Gil realizou grandes avanços ao colocar a cultura dentro da agenda política do governo, dando início a um processo de reorganização e valorização do papel do Estado. As principais transformações na atuação desse Ministério dizem respeito ao papel ativo do Estado nas políticas culturais e, no seu bojo, trazem à tona discussões sobre a participação da sociedade, a divisão de responsabilidade com outros níveis de governo, as organizações sociais e a sociedade.

No campo da cultura, o governo Lula foi um divisor de águas, desenvolvendo as políticas culturais de uma forma mais democrática, destacando-se pela construção do Plano Nacional de Cultura (aprovado em 2010) com vigência de dez anos e pela criação do Sistema Nacional de Cultura (2012), além da implantação de vários programas, entre outros: o Revelando Brasis, o Doc-TV, o Cultura Viva, conhecido sobretudo pelo projeto Pontos de Cultura, que deu capilaridade às ações do MinC financiando diferentes polos de criação e produção cultural.

Durante a gestão de Gil, o sociólogo Juca Ferreira assumiu o cargo de secretário executivo do Ministério da Cultura.
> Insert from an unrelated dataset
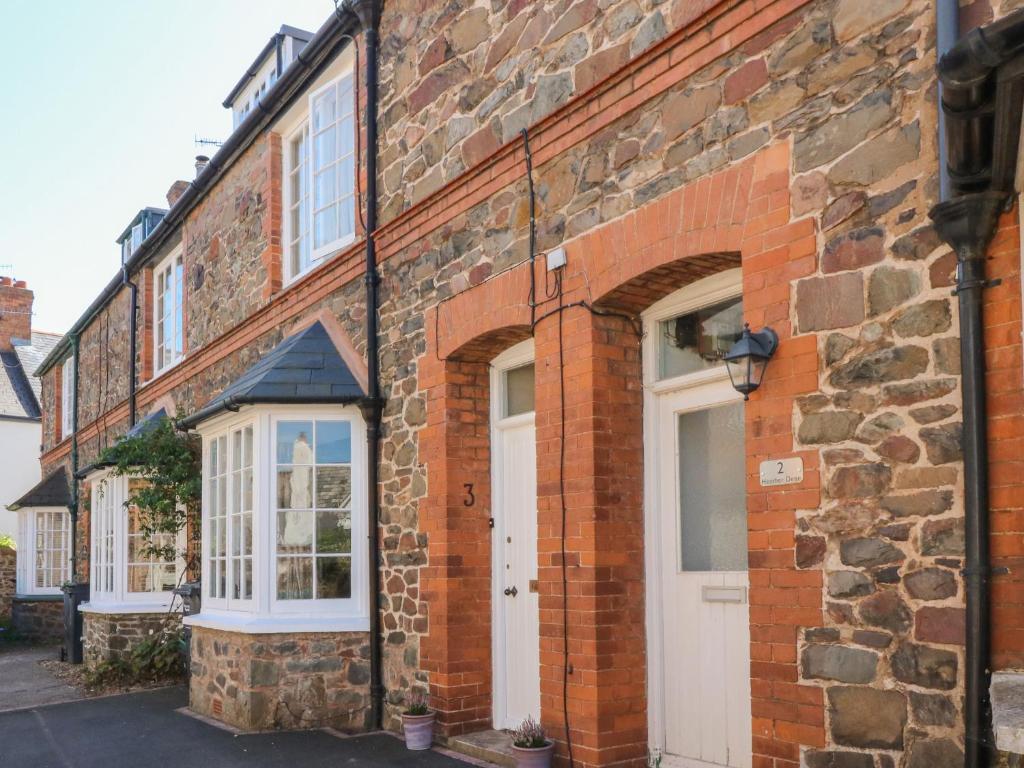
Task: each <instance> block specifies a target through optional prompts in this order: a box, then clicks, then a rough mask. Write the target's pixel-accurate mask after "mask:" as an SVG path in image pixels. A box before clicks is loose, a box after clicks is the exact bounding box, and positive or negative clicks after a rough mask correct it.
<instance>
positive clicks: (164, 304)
mask: <svg viewBox="0 0 1024 768" xmlns="http://www.w3.org/2000/svg"><path fill="white" fill-rule="evenodd" d="M154 279H155V280H154V298H155V304H154V317H153V334H154V344H153V348H154V350H155V356H156V359H155V360H154V367H155V370H156V372H157V373H158V374H159V373H161V372H163V371H166V370H167V369H168V368H170V367H171V366H173V365H174V364H175V362H177V361H178V360H180V359H181V355H182V352H183V349H184V345H183V338H182V336H183V327H182V326H183V323H182V321H183V317H184V305H183V294H184V261H183V260H182V257H181V249H180V248H179V249H178V250H177V251H176V252H175V253H172V254H171V255H170V256H169V257H168V258H167V259H165V260H164V261H163V262H161V263H160V264H159V265H158V266H157V268H156V269H155V270H154Z"/></svg>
Em 2008, com a saída de Gil, Juca passa a ser o ministro da cultura do presidente Lula (2008-2010), dando continuidade aos projetos iniciados.

Na sua primeira gestão à frente do Ministério da Cultura, Ferreira trabalhou na construção de importantes projetos de lei, como o do Vale-Cultura e do Pró- Cultura, na modernização do direito autoral e principalmente na consolidação do Programa Cultura Viva, que busca fomentar atividades culturais já existentes por meio dos Pontos de Cultura e das manifestações culturais da diversidade brasileira. (BRASIL, 2014)
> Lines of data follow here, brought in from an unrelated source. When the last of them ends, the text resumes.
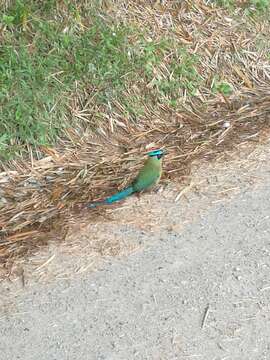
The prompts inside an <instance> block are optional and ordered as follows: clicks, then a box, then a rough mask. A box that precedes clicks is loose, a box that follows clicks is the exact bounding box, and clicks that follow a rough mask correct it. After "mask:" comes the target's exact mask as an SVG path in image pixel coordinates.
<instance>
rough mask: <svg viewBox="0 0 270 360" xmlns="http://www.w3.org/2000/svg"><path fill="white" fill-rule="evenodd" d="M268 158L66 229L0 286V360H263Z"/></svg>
mask: <svg viewBox="0 0 270 360" xmlns="http://www.w3.org/2000/svg"><path fill="white" fill-rule="evenodd" d="M268 159H269V149H260V150H258V151H257V152H256V153H253V154H252V155H251V156H250V157H248V158H246V161H244V160H243V159H241V161H240V160H239V161H234V162H231V163H228V164H226V165H225V166H224V165H221V164H219V165H217V166H215V167H212V168H208V169H204V170H202V169H201V170H200V172H197V175H194V176H193V183H192V186H190V187H187V188H185V191H184V192H183V191H182V190H181V191H177V189H176V188H175V187H173V186H171V185H170V186H168V187H166V188H165V189H164V190H163V191H162V192H159V193H157V194H150V195H146V196H144V197H143V198H141V199H134V198H133V199H129V200H128V201H127V202H125V203H124V205H123V206H122V207H120V208H119V209H118V210H117V211H113V212H110V213H109V212H108V214H107V219H103V220H102V221H100V222H99V223H98V224H96V225H93V224H90V225H86V226H83V227H82V226H81V225H74V228H75V229H73V232H72V233H71V234H70V235H69V237H68V240H69V245H68V246H67V244H63V245H61V246H56V245H55V244H52V245H51V247H50V248H49V249H44V251H43V253H40V254H39V255H37V256H36V257H34V258H33V259H31V261H29V263H28V264H26V263H24V264H23V266H24V272H25V286H24V287H22V283H21V279H20V278H19V277H18V278H17V279H14V280H13V281H12V282H11V283H8V282H2V283H1V284H0V286H1V290H2V291H1V295H0V301H1V302H2V306H1V308H0V338H1V340H0V354H1V359H5V360H11V359H12V360H13V359H21V360H32V359H39V360H51V359H57V360H60V359H61V360H65V359H69V360H71V359H72V360H73V359H74V360H75V359H76V360H77V359H84V360H92V359H93V360H96V359H108V360H111V359H117V360H118V359H123V360H124V359H125V360H126V359H143V360H144V359H161V360H167V359H168V360H171V359H183V360H184V359H198V360H204V359H205V360H209V359H210V360H212V359H215V360H225V359H226V360H230V359H233V360H238V359H241V360H246V359H252V360H263V359H269V357H270V347H269V344H270V330H269V329H270V320H269V314H270V312H269V310H270V309H269V303H270V275H269V274H270V273H269V267H270V257H269V252H270V242H269V239H270V187H269V182H270V165H269V164H268ZM175 199H176V200H178V201H175ZM84 221H85V222H87V220H85V219H84ZM74 230H76V235H75V234H74Z"/></svg>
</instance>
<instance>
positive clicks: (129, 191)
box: [87, 186, 134, 208]
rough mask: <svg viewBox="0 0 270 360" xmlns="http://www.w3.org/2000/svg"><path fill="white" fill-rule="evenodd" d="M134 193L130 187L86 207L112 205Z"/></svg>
mask: <svg viewBox="0 0 270 360" xmlns="http://www.w3.org/2000/svg"><path fill="white" fill-rule="evenodd" d="M133 192H134V189H133V187H132V186H129V187H127V188H126V189H124V190H122V191H119V192H118V193H116V194H114V195H112V196H110V197H108V198H107V199H105V200H103V201H98V202H95V203H91V204H89V205H87V207H89V208H95V207H96V206H98V205H105V204H112V203H114V202H116V201H119V200H122V199H124V198H125V197H127V196H129V195H131V194H132V193H133Z"/></svg>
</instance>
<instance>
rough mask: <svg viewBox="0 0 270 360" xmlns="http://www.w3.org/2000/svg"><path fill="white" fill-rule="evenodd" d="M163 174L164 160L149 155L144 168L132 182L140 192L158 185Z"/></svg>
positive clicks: (132, 186)
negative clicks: (149, 187)
mask: <svg viewBox="0 0 270 360" xmlns="http://www.w3.org/2000/svg"><path fill="white" fill-rule="evenodd" d="M161 174H162V160H161V159H158V158H157V157H156V156H155V157H149V158H148V159H147V160H146V162H145V163H144V166H143V168H142V169H141V171H140V172H139V174H138V176H137V177H136V179H135V180H134V181H133V183H132V187H133V189H134V192H139V191H143V190H146V189H148V188H149V187H152V186H154V185H156V184H157V183H158V182H159V180H160V177H161Z"/></svg>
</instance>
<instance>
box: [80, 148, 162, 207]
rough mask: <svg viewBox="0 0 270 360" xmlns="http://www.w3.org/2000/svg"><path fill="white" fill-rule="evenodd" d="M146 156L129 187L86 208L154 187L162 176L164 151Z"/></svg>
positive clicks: (148, 153)
mask: <svg viewBox="0 0 270 360" xmlns="http://www.w3.org/2000/svg"><path fill="white" fill-rule="evenodd" d="M147 155H148V158H147V160H146V161H145V163H144V166H143V167H142V169H141V170H140V172H139V174H138V175H137V177H136V178H135V179H134V181H133V182H132V183H131V185H130V186H128V187H127V188H125V189H124V190H122V191H119V192H118V193H116V194H114V195H112V196H110V197H108V198H106V199H104V200H102V201H97V202H93V203H90V204H88V205H87V207H88V208H95V207H97V206H98V205H106V204H112V203H114V202H116V201H120V200H122V199H124V198H126V197H128V196H130V195H132V194H134V193H139V192H141V191H144V190H147V189H150V188H152V187H153V186H155V185H156V184H157V183H158V182H159V180H160V178H161V175H162V158H163V156H164V155H165V151H164V150H162V149H156V150H151V151H149V152H148V153H147Z"/></svg>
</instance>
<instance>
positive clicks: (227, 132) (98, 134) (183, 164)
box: [0, 1, 270, 264]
Na análise de Rubim, os projetos culturais dos governos FHC e Lula são bem distintos. No primeiro nota-se que as “[...] políticas culturais do estado nacional são deprimidas e a cultura é regulada prioritariamente pelo mercado” e no governo Lula há a construção de políticas culturais públicas, com incentivo ao diálogo entre estado e sociedade, “visando preservar e promover a diversidade cultural brasileira”.

No primeiro governo da presidenta Dilma Roussef (2011-2014), após uma rápida e polêmica passagem de Ana de Hollanda (2011-2012), assume o MinC a senadora licenciada, ex-prefeita de São Paulo, ex-deputada federal e ex-ministra do turismo, Marta Suplicy (2012- 2014). Desse período destaca-se a implantação do Vale Cultura, um dos primeiros programas voltado para estimular o consumo cultural.

Juca Ferreira assume o MinC no segundo governo da presidente Dilma Roussef (2015- 2016). No seu discurso de posse, reafirmou a intenção em consolidar os projetos que começou em sua primeira gestão e comprometeu-se a enfrentar fragilidades não resolvidas anteriormente, como o aprimoramento do sistema de financiamento da cultura, a revitalização da Funarte, além do planejamento do MinC para criar condições de realização de sua missão institucional, qualificando e modernizando a gestão.